O Departamento Central de Investigação e Ação Penal (DCIAP) não poupou nas críticas a Miguel Macedo e aos restantes arguidos do caso Vistos Gold. No despacho de acusação, a que o SOL teve acesso, pode ler-se que a conduta do ex-ministro da administração interna e de António Figueiredo, ex-presidente do Instituto dos Registos e Notariado, foi “inadmissível”.

Além de o Ministério Público considerar que a teia de influências montada representa “o muito grave e acentuado desrespeito pelos deveres funcionais e pelos padrões ético-profissionais de conduta”, é ainda afirmado que este tipo de atuação demonstra “falta de competência e honorabilidade profissionais”.

Mas as críticas vão mais longe. A acusação considera que houve “uma inadmissível promiscuidade de funções que privilegiava interesses essencialmente privados em detrimento manifesto de interesses públicos do Estado Português”.

Sobre Macedo e Figueiredo, o DCIAP diz que as suas personalidades se manifestaram “nos factos praticados”, adiantando que o elevado grau de culpa colide “com os fins institucionais dos cargos dirigentes de que ambos [eram à data] titulares”. Tudo isto, porque para servir o interesse público teriam de demonstrar “isenção, imparcialidade, zelo e lealdade”.

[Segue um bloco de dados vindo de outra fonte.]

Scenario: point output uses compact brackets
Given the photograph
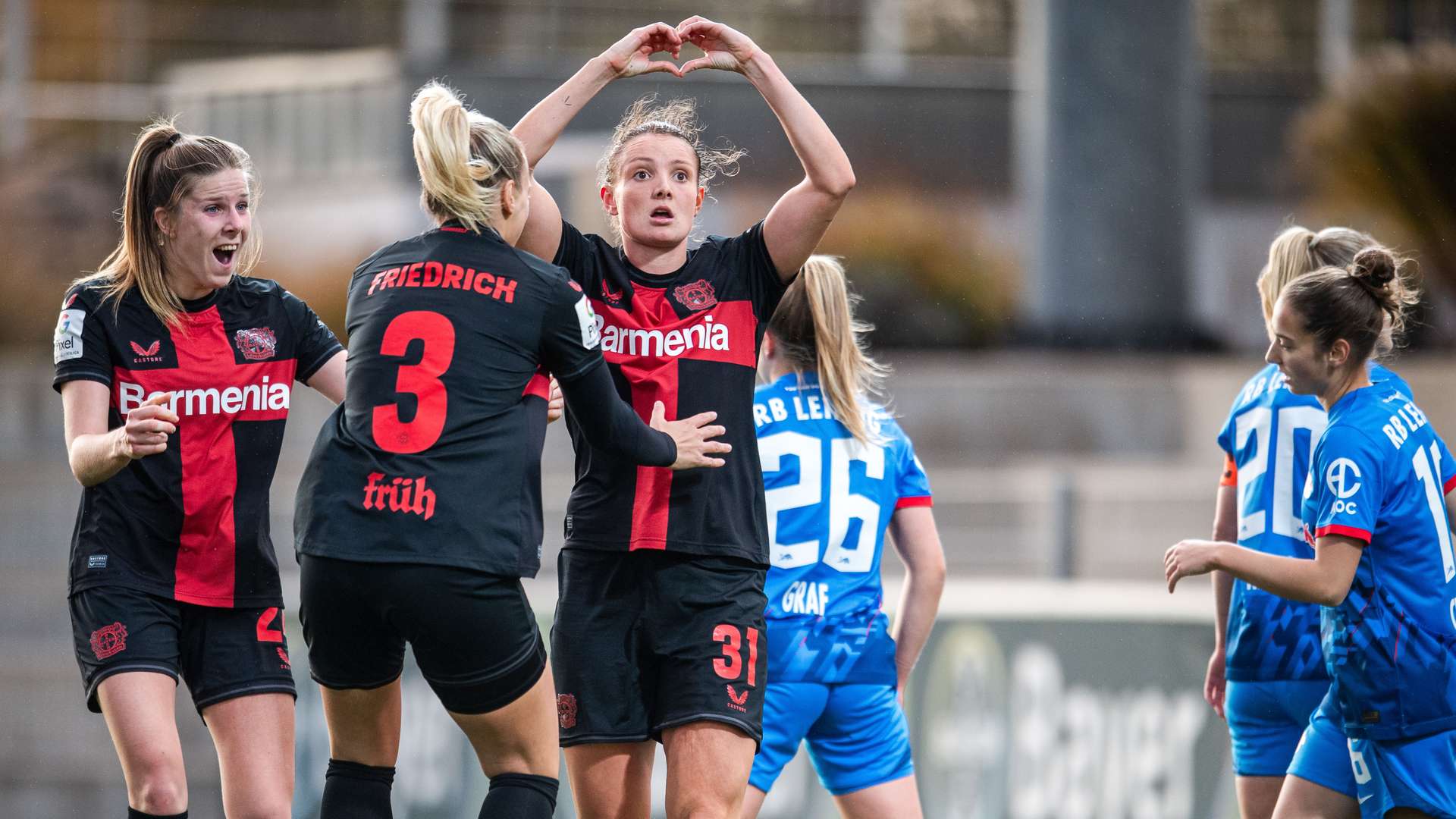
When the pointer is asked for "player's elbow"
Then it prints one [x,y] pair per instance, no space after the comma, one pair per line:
[840,183]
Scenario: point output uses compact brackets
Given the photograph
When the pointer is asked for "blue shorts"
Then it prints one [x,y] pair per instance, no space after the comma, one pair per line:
[1407,773]
[1323,755]
[1266,722]
[856,735]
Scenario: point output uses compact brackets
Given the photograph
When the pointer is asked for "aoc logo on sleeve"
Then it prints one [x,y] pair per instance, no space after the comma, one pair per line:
[69,335]
[590,334]
[1343,479]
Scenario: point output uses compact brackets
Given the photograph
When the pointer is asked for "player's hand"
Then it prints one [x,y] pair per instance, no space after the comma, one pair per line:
[1187,558]
[1213,682]
[632,55]
[555,404]
[724,49]
[147,428]
[692,436]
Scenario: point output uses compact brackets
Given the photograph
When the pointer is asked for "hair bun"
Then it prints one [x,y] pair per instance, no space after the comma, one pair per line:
[1373,267]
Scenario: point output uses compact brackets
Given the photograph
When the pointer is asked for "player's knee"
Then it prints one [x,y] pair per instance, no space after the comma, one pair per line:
[159,793]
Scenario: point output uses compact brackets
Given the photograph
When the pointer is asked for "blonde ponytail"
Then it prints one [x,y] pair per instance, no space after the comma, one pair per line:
[816,330]
[463,158]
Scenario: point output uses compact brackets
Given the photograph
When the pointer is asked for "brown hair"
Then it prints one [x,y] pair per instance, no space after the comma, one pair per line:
[1299,251]
[463,158]
[677,118]
[1363,302]
[165,167]
[816,330]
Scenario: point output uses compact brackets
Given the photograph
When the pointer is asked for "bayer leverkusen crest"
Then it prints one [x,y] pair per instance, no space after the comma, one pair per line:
[696,297]
[256,344]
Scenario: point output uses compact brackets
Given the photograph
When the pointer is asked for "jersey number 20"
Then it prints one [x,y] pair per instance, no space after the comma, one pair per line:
[843,506]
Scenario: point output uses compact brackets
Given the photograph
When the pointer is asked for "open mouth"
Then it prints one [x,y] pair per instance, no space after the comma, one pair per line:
[224,254]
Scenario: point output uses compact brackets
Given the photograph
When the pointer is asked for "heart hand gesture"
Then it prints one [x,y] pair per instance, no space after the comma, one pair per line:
[632,55]
[724,49]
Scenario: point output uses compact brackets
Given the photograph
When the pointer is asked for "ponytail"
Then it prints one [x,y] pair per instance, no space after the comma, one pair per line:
[164,168]
[463,158]
[816,330]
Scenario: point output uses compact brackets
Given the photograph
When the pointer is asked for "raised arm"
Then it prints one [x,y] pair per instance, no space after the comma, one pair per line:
[801,216]
[918,542]
[545,123]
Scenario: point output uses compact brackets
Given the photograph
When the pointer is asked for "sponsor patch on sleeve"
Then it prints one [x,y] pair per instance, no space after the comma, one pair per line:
[590,335]
[69,335]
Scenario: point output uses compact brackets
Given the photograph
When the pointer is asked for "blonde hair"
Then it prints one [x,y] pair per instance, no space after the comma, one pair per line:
[816,330]
[463,158]
[1299,251]
[677,118]
[164,168]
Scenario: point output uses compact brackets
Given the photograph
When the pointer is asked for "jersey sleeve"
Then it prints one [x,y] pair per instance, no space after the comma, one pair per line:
[571,340]
[315,341]
[748,254]
[1348,484]
[912,484]
[576,253]
[1448,466]
[82,344]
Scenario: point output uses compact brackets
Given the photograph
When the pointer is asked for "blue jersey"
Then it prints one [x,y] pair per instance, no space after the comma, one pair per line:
[1269,436]
[1381,475]
[829,500]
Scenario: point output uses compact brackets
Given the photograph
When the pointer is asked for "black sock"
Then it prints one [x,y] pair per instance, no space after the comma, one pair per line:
[520,796]
[353,790]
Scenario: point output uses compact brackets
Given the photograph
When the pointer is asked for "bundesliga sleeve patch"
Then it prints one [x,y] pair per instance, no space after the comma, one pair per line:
[590,334]
[69,335]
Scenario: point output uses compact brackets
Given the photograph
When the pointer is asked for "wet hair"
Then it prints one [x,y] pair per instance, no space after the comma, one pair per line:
[816,331]
[164,168]
[463,158]
[1299,251]
[676,118]
[1363,302]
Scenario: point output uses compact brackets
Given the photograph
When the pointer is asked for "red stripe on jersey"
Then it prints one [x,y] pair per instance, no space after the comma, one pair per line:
[210,392]
[647,344]
[1346,531]
[539,387]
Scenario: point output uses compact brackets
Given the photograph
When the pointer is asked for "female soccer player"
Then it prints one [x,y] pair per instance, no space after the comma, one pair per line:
[1382,542]
[1267,648]
[661,576]
[175,372]
[837,474]
[419,509]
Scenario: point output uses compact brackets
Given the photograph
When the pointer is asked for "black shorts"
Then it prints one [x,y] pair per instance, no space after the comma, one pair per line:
[220,653]
[473,634]
[650,640]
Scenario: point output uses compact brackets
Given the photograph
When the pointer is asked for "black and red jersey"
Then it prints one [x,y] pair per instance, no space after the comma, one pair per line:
[691,340]
[191,523]
[435,455]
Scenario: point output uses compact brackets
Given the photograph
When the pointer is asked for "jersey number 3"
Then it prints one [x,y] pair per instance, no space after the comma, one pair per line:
[843,506]
[421,381]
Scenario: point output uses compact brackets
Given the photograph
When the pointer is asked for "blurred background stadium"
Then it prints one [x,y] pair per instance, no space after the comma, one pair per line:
[1062,207]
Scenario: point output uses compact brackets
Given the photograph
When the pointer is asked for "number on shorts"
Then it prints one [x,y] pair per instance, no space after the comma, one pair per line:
[730,665]
[267,634]
[421,381]
[1357,764]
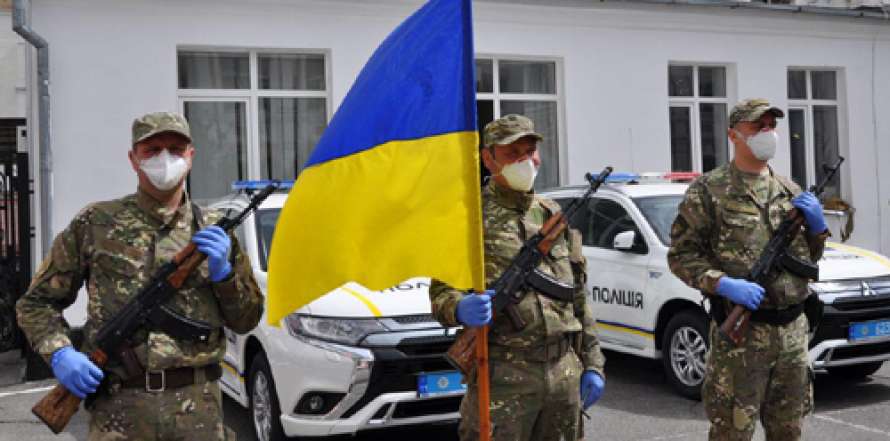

Críticas para todos os arguidos

A acusação aponta ainda o dedo aos outros envolvidos: “Sabiam que a respetiva conduta lesava a autonomia intencional do estado a qual sabiam condicionar”. No despacho de acusação são, por diversas vezes, abordadas situações em que Manuel Palos, antigo diretor do SEF, António Figueiredo, ex-presidente do IRN, ou até Miguel Macedo facilitavam procedimentos e ou abriam portas que beneficiavam outros arguidos, quer fosse na atribuição de vistos, quer fosse no tratamento de favor em concursos públicos.


Acusação quer ainda recuperar 744 mil euros

O ex-ministro da Administração Interna foi acusado pelo Ministério Público de três crimes de prevaricação de titular de cargo político e um crime de tráfico de influência, no âmbito do processo conhecido como "Vistos Gold".

No total, o DCIAP, onde decorreu o inquérito ao caso dos “Vistos Gold”, acusou 21 arguidos, quatro dos quais são empresas. Requer-se ainda que seja declarada perdida a favor do Estado a quantia total de 170 mil euros já arrestados no processo e que em relação a três dos arguidos haja uma condenação em perda de bens a favor do Estado no valor total de cerca de 744 mil euros.